The wait is over, the nominations are in, and with half of the Internet hitting refresh on Twitter until the very last minute, Jeremy Corbyn is a candidate for Labour leader – confounding the predictions of large swathes of the commentariat and much of the Labour left itself (including me). Once the social devastation wrought by a Tory majority becomes apparent, the outcome of the 2015 general election will go down as one of the greatest ‘what ifs’ of recent years, and, within the reality that we now face, Corbyn’s nail-biting success in reaching the ballot may prove to be a turning point for the fate of the British left as a whole.
None of this success should on its own be a vindication of the strategy of the left’s participation in Labour. For now, all that has happened is that a serious, principled left wing candidate has been able to run, not because of the strength of the Labour left, but because of a combination of public campaigning – much of it egged on by the left outside the party – and the charity of some of Labour’s more moderate MPs. Many on the right and centre of Labour chose to put Corbyn on the ballot for a mixture of principled and tactical reasons – hoping to manipulate the dynamics of the election, or positioning themselves in the London mayoral or deputy leadership contests. As many of the more astute hard line Blairites are observing, this decision will haunt the Labour Right.
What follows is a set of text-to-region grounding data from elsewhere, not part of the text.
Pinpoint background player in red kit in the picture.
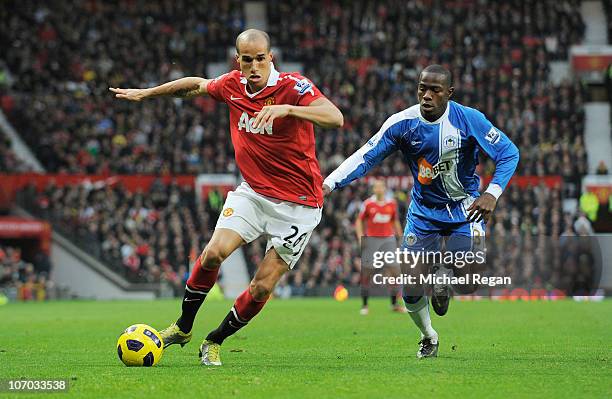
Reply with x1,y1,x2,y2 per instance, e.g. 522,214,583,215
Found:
355,179,404,315
110,29,343,366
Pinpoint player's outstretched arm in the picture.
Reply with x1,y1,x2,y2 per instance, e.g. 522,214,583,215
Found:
253,98,343,130
109,77,211,101
323,116,401,194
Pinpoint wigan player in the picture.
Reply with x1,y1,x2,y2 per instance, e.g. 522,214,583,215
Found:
356,179,404,315
323,65,519,358
110,29,343,366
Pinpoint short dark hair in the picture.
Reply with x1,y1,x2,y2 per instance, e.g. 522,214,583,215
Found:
235,29,271,53
421,64,452,87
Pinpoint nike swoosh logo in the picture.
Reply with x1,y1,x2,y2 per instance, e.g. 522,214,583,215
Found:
184,298,202,302
230,95,243,100
411,141,422,145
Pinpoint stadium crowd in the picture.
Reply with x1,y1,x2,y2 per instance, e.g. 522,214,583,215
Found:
1,0,587,182
18,180,218,295
1,0,244,174
17,179,596,296
268,0,587,185
3,0,596,295
0,244,54,301
0,131,33,173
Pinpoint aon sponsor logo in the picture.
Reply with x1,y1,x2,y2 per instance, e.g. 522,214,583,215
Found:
372,213,392,223
238,112,273,135
418,158,451,185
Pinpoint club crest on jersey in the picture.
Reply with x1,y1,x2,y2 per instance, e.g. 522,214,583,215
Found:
405,233,417,247
485,127,501,144
223,208,234,217
293,78,314,96
264,97,275,106
238,112,273,135
417,157,451,185
443,136,458,149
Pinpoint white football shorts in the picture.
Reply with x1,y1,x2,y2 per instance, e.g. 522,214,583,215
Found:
215,182,322,269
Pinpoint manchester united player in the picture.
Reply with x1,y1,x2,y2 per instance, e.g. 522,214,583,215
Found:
356,179,403,315
110,29,343,366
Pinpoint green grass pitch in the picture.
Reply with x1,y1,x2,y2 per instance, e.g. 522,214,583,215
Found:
0,298,610,398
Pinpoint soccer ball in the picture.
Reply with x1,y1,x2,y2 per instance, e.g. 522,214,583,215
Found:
334,285,349,301
117,324,164,367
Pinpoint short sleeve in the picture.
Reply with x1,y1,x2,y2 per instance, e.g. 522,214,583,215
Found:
290,75,324,106
207,72,231,103
463,106,520,192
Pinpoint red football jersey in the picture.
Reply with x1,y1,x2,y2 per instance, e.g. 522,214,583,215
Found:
207,66,325,207
357,196,398,237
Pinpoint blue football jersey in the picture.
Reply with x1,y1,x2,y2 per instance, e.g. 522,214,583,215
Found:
324,101,519,207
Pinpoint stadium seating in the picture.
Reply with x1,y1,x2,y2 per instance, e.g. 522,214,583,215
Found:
0,131,33,172
3,0,594,295
268,0,587,180
0,0,587,179
1,0,243,174
0,244,54,301
18,180,210,293
17,178,595,296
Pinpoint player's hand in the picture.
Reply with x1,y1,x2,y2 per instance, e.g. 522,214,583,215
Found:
466,193,497,223
322,184,332,196
109,87,149,102
253,104,292,129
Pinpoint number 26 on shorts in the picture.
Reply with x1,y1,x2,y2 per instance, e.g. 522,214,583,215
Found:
282,225,308,256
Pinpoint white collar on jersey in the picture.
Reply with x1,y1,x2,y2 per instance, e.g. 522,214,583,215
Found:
239,63,281,98
418,102,450,124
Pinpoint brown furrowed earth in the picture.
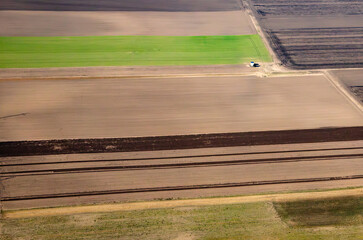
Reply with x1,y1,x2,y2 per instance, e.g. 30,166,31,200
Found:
247,0,363,69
The presence of Corbyn on the ballot paper will immediately allow the left to articulate itself within the contest and on a national stage, though its arguments will be ignored as outsider views by many in the mainstream media. What may come as more of a surprise is that Corbyn could well produce a serious shock in terms of vote share. Had Dianne Abbott run under the party’s new electoral rules, she would have come third in 2010. Corbyn – by the looks of it, a more galvanising and uniting figure on the left, and personally a very popular figure in the party – should do much better, and that is without taking into account the most decisive factor: the popular legacy of the struggles of the past five years.
Far from representing a fringe constituency, Corbyn is a representative of the only political current, with the exception of the Scottish nationalists, to have galvanised popular opposition to the Coalition and Conservative governments: the radical left. In high politics, within the wider labour movement, and within social movements, the imagination and strategies that have brought people in and won disputes in a new era of reactionary government have come by and large not from centrists or trade union leaderships, but from grassroots activists and radical political minorities. On many core issues, the radical left is now the only political force articulating what a majority of the public wants: economic democratisation, tax justice, and public ownership.
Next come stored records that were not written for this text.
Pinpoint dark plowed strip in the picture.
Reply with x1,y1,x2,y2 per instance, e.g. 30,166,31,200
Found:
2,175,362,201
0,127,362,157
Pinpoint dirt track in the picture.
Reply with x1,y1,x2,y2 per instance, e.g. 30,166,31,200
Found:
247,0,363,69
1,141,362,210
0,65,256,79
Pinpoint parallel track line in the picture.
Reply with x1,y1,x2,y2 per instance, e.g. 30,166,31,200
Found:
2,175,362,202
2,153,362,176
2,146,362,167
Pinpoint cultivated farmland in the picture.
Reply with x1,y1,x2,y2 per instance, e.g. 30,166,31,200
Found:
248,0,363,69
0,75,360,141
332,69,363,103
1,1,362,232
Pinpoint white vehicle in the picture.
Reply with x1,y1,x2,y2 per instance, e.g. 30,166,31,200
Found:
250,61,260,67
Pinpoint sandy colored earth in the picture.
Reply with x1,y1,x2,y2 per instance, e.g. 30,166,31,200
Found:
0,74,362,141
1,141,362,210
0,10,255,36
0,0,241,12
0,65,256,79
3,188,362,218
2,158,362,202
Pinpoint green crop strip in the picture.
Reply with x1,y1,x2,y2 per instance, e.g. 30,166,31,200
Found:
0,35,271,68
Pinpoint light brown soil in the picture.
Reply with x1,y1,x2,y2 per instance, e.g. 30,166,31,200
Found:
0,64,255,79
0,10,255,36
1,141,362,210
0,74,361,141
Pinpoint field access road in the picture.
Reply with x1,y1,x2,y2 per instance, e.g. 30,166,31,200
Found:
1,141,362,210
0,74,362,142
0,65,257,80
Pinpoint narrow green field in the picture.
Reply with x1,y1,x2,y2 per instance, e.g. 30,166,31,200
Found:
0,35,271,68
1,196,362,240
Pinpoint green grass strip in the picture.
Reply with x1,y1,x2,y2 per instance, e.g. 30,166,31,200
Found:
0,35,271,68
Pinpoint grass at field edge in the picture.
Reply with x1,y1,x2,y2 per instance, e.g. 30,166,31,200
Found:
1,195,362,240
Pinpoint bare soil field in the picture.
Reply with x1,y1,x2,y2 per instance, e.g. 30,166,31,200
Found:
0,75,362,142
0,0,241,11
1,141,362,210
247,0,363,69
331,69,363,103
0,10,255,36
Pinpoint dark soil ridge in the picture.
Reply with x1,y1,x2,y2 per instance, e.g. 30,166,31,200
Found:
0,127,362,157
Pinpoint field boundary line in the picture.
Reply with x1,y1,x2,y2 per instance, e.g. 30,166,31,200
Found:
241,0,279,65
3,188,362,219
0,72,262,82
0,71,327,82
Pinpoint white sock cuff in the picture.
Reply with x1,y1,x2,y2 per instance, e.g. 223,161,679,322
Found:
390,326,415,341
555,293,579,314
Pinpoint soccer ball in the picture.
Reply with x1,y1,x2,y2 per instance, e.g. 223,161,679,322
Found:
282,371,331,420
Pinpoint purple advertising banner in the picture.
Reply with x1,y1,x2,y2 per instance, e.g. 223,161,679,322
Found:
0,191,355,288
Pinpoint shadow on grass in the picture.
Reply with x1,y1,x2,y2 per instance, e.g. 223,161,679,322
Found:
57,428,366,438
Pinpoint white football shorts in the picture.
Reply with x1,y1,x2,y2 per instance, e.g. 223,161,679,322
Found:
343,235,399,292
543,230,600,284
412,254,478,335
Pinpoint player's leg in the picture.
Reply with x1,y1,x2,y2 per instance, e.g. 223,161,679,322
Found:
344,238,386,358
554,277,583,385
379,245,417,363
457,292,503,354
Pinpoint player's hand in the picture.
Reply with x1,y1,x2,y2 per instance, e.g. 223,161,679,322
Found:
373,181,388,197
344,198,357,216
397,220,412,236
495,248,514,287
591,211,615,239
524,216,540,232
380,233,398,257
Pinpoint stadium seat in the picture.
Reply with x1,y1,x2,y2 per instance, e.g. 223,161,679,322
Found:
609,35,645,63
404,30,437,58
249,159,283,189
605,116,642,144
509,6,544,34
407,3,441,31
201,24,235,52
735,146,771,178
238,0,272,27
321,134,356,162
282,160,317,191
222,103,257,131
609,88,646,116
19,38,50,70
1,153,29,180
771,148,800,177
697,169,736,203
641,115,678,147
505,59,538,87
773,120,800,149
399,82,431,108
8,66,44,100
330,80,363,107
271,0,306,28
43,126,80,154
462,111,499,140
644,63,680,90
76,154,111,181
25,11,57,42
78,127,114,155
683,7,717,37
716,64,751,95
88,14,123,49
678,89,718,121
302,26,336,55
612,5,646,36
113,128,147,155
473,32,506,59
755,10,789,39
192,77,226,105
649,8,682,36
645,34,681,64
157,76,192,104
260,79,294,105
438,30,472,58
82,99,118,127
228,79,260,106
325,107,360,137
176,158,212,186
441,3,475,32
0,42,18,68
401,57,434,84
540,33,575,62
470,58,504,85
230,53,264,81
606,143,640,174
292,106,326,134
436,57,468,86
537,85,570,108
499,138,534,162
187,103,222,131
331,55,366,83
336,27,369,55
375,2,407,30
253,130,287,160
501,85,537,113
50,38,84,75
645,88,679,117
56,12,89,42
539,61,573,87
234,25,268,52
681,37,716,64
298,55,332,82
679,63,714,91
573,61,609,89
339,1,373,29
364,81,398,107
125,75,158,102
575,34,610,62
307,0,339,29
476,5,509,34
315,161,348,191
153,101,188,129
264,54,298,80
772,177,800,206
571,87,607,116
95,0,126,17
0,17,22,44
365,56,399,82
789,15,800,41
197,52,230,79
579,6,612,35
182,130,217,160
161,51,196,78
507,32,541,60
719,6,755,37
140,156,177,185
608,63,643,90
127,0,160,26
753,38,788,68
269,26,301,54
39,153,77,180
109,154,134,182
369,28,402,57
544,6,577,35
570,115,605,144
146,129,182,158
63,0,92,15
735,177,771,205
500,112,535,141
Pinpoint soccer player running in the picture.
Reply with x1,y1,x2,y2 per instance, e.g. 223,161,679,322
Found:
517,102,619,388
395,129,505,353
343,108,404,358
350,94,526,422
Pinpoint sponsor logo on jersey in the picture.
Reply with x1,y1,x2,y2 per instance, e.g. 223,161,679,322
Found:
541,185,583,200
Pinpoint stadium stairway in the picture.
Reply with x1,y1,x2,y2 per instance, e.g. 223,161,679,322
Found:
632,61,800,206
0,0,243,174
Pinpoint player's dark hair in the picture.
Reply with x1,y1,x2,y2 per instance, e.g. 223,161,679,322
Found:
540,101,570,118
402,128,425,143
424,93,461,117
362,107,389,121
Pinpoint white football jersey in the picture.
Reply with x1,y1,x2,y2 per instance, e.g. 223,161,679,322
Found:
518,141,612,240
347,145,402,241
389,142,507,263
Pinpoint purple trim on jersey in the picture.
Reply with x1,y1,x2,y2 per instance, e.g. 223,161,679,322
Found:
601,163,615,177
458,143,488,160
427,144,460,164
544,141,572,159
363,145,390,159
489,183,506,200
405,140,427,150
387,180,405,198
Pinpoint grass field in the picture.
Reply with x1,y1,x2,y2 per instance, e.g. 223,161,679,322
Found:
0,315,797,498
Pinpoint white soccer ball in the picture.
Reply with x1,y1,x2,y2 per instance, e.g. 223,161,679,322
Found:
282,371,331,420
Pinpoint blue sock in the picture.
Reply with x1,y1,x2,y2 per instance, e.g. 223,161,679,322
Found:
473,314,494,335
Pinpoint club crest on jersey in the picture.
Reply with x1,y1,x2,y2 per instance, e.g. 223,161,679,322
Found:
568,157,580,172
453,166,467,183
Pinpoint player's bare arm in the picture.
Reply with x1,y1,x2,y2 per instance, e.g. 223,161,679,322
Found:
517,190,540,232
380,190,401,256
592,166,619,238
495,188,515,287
The problem for Corbyn’s campaign is that, just as anti-neoliberal political sentiment has risen, particularly among the young, the tidal process that brought activists from social movements into the Labour left is weaker than ever. The new generation of leftwing sentiment has found its limited political expression outside of Labour, mostly in the Greens; to its detriment, much of this distance from Labour politics comes not so much from any particular long term strategy, but an atomised political culture which prises moral purity and in which party membership works much like brand affinity. The quirk of this process is that the same people who constituted the ‘Green surge’ of 2014-15 may now be persuaded to sign up and vote for Corbyn.
For much of the newer and older left, which has based so much of its political strategy and identity on being outside of the party, the idea of investing time and energy into a Labour leadership election may seem like a step backwards. But in order to progress, that is precisely what the wider left must do, not just because Corbyn might get a lot of votes, but because this Labour leadership election is about more than it seems.
It could be that, with an unprecedented surge in leftwing members and supporters, Corbyn really could win; and it could equally be possible that, in spite of all the hype, this is actually the beginning of the swan-song of the Labour left – another moment at which many of its number finally decide, from a position of strength, to start or join something new. In between, a series of other positive outcomes are possible – exposing the contradictions within Labour, winning arguments over ideas.
In any of these scenarios, it is essential that Corbyn’s campaign is large, well-supported, and directly linked to grassroots campaigns and social movements – and in order to deliver that, it will need forces far broader than the Labour left can currently muster on its own. If the trickle of leftwingers now signing up for the leadership election turns into a flood, the Labour Right will complain of a coup. Precisely the opposite is the case: if Labour is really the party of working people, then the wider left, Labour’s extended family, has far more of a claim to a stake than the machine politicians and hacks that populate so many of its offices. For almost every tendency and shade of the left, all roads now point towards backing Corbyn’s leadership campaign.